Zooms in this range are ideal for quickly adjusting the frame for species of different sizes. A tripod collar for easily rotating between vertical and horizontal is also helpful. I turn off autofocus for hummingbirds at setups (although I use it for almost everything else). The blur of the wings tends to confuse AF systems. Because the birds are returning to the same small area in the setup, I can quickly tweak the focus manually and ensure that the subject is sharp.

You don’t need "big glass" f/2.8 telephotos, because you’re stopping down for depth of field, but large apertures do give brighter viewfinders for focusing.

Most of my early hummingbird work was done with the Canon EOS 300 mm f/2.8L lens, with 1.4X extender and extension tubes. I then set it aside in favor of Canon’s EF 70-200 f/2.8 L zoom with the 1.4X or 2X telextender. It is close-focusing and has a tripod collar for rapidly changing from horizontal to vertical. The zoom allowed me to quickly adjust framing for small Black-chins and large Blue-throats, and even with the 2X converter it is extremely sharp at the small apertures I use for hummingbirds. I also own the 100-400 f/5.6L IS lens, which is close focusing and offers a good focal length range for hummers.

Tripod: It's convenient to mount your camera and lens on a tripod, while you use a chair or portable stool. Then you're in place and your camera is pointed at your setup when a hummingbird arrives. A ballhead allows quick adjustments to your composition; my favorite is the Arca-Swiss B1 Monoball with Quick Release (B&H $400). Note that any camera movement will be effectively "frozen" if strobes are your light source.

Lightstands: I use Bogen/Manfrotto lightstands, which are well-made and reasonably priced. I have been using the 7½' Lightweight Pro stands (2 lb., collapses to under 27") in black (#3372 - $58). You can save a few dollars buying the silver model (#3097 - $50) but silver is more distracting. (Note: B&H sometimes lists the black version under "#3097 Black".)

Bogen now sells Stacker Lightstands, which collapse smaller (25") and in a shape that allows easy stacking of several for travel (although they weigh slightly more). In this style I recommend the Stacker 7' Black (#3320B - $72) or the silver version (#3320 - $67, 2.4 lb.).

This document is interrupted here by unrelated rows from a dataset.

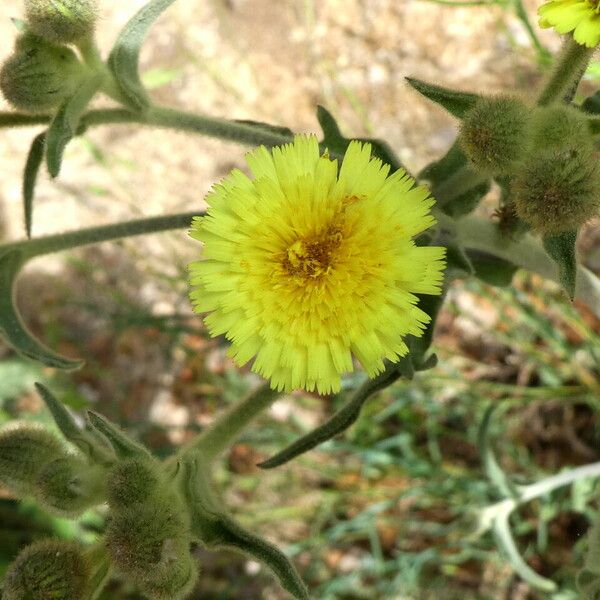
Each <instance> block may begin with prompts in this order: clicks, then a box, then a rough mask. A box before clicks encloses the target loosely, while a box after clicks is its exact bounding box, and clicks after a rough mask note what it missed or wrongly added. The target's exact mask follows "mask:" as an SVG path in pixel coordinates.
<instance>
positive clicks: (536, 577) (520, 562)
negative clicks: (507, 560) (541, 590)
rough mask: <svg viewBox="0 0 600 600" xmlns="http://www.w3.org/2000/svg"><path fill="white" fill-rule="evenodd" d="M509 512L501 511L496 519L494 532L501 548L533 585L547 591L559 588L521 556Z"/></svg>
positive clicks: (518, 570)
mask: <svg viewBox="0 0 600 600" xmlns="http://www.w3.org/2000/svg"><path fill="white" fill-rule="evenodd" d="M509 516H510V513H509V512H503V513H500V514H499V515H498V516H497V517H496V519H495V520H494V534H495V537H496V541H497V543H498V545H499V546H500V548H501V549H502V550H503V551H504V553H505V555H506V557H507V559H508V561H509V562H510V564H511V566H512V568H513V569H514V570H515V571H516V572H517V573H518V574H519V576H520V577H521V578H522V579H523V580H524V581H526V582H527V583H529V584H530V585H531V586H533V587H535V588H537V589H539V590H543V591H546V592H553V591H555V590H556V589H557V586H556V584H555V583H554V582H553V581H551V580H550V579H546V578H545V577H542V576H541V575H538V574H537V573H536V572H535V571H534V570H533V569H532V568H531V567H530V566H529V565H528V564H527V563H526V562H525V561H524V560H523V557H522V556H521V554H520V552H519V549H518V548H517V545H516V544H515V540H514V538H513V536H512V532H511V530H510V523H509V520H508V519H509Z"/></svg>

You need a means to mount the flash on the stand and tilt it. Compact ballheads work well; try the Stroboframe Shoe Mount Ballhead (#320-060 - $20, 1 oz.). It is also helpful to have one or more Bogen/Manfrotto Mini Clamps (#2940 - $15) and Articulated Arms (#2935 - $33). (Note: you don't need heavy-duty Magic Arms here—they are overkill for holding hotshoe flashes.)

As I said at the outset: Hummingbird photography is addictive! It stimulates your creativity, challenges your ingenuity, takes you to great places, and rewards you with great images of some of the most beautiful birds to be found anywhere.